Director: Len Wiseman
Writer: Mark Womback
Cast: Bruce Willis, Justin Long
One night, an aging and bald-headed John McClane is following his daughter around in the middle of the night, trying to reconcile a strained relationship with her. He gets a call from his precinct to pick up a criminal suspect in the area. When he saves the suspects life from an assassination attempt he gets drawn into a confrontation with a disgruntled government worker and his army of computer hackers who are terrorizing America with the Power of the Internet.
“Yippie Kay Ay Motherf- *inaudible*”
– John McClane, conclusion of Die Hard 4.0
Of all the iconic R-rated Eighties franchises, only Rambo is returning in the 21st Century with his original rating intact. Like the regrettable recent Alien and Predator films, Die Hard 4 is where John McClane goes PG. So instead of having Samuel L Jackson as a foul-mouthed racist sidekick, McClane gets the guy from the Apple commercial who is a stuttering social recluse. Given that a lot of the banter between Bruce Willis and Justin Long is based on generational humour, I guess that means Justin Long represents Generation Y. Thanks guys.
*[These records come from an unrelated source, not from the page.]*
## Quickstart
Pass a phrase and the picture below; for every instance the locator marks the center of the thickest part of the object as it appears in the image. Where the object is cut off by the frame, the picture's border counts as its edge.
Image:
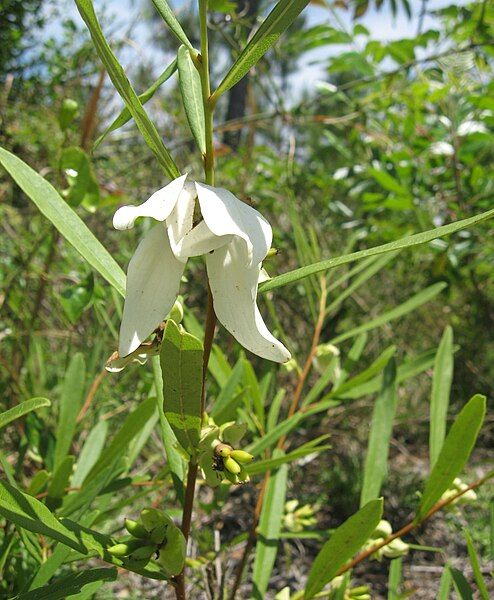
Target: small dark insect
(218, 464)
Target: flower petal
(225, 214)
(180, 221)
(234, 289)
(158, 206)
(199, 241)
(153, 279)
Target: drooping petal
(199, 241)
(158, 206)
(153, 279)
(180, 221)
(234, 289)
(225, 214)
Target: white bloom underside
(234, 238)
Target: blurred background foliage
(343, 140)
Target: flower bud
(143, 553)
(158, 534)
(232, 466)
(125, 548)
(241, 456)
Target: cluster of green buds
(458, 486)
(297, 518)
(153, 536)
(218, 457)
(339, 590)
(394, 549)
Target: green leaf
(181, 367)
(33, 515)
(444, 585)
(69, 586)
(22, 409)
(454, 454)
(268, 532)
(125, 116)
(406, 242)
(342, 545)
(474, 561)
(173, 456)
(441, 386)
(381, 427)
(60, 481)
(399, 311)
(71, 400)
(91, 451)
(169, 18)
(68, 223)
(462, 586)
(278, 20)
(125, 89)
(190, 87)
(132, 425)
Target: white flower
(234, 238)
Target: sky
(381, 25)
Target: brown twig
(193, 466)
(281, 442)
(411, 525)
Surprisingly the softened rating doesn’t make a difference for most of the action sequences when compared the earlier films. You still get Die Hard moments like McClane mounting a femme fatale and punching her repeatedly in the face and he gets to ‘kill a helicopter with a car’ in spectacular fashion.
Sure he can’t say his trademark catchphrase but that aside, most of the film still works and I think thats largely due to a combination of Bruce Willis’ charisma, the affinity the audience has with the character and director Len Wiseman keeping the CGI to a minimum. In fact, the film’s worst action sequence is when Wiseman does dabble with CGI and we get a rather atrocious highway sequence where McClane takes down a fighter jet while driving a truck. It seems out of place and better suited to a Jerry Bruckheimer film.
Naturally, the computer hacker stuff is pretty dubious and filled with unintentional Hollywood hilarity. The villains have complete control over America through their computers for everything from elevator security cameras to traffic lights. They can even control the direction of the plastic swivel on your webcam! Such is the power of computers which have constant streaming text in the style of the Matrix.
This is a sensationally dumb film but depending on your affinity for John McClane blowing stuff up, you might still find it worth your time.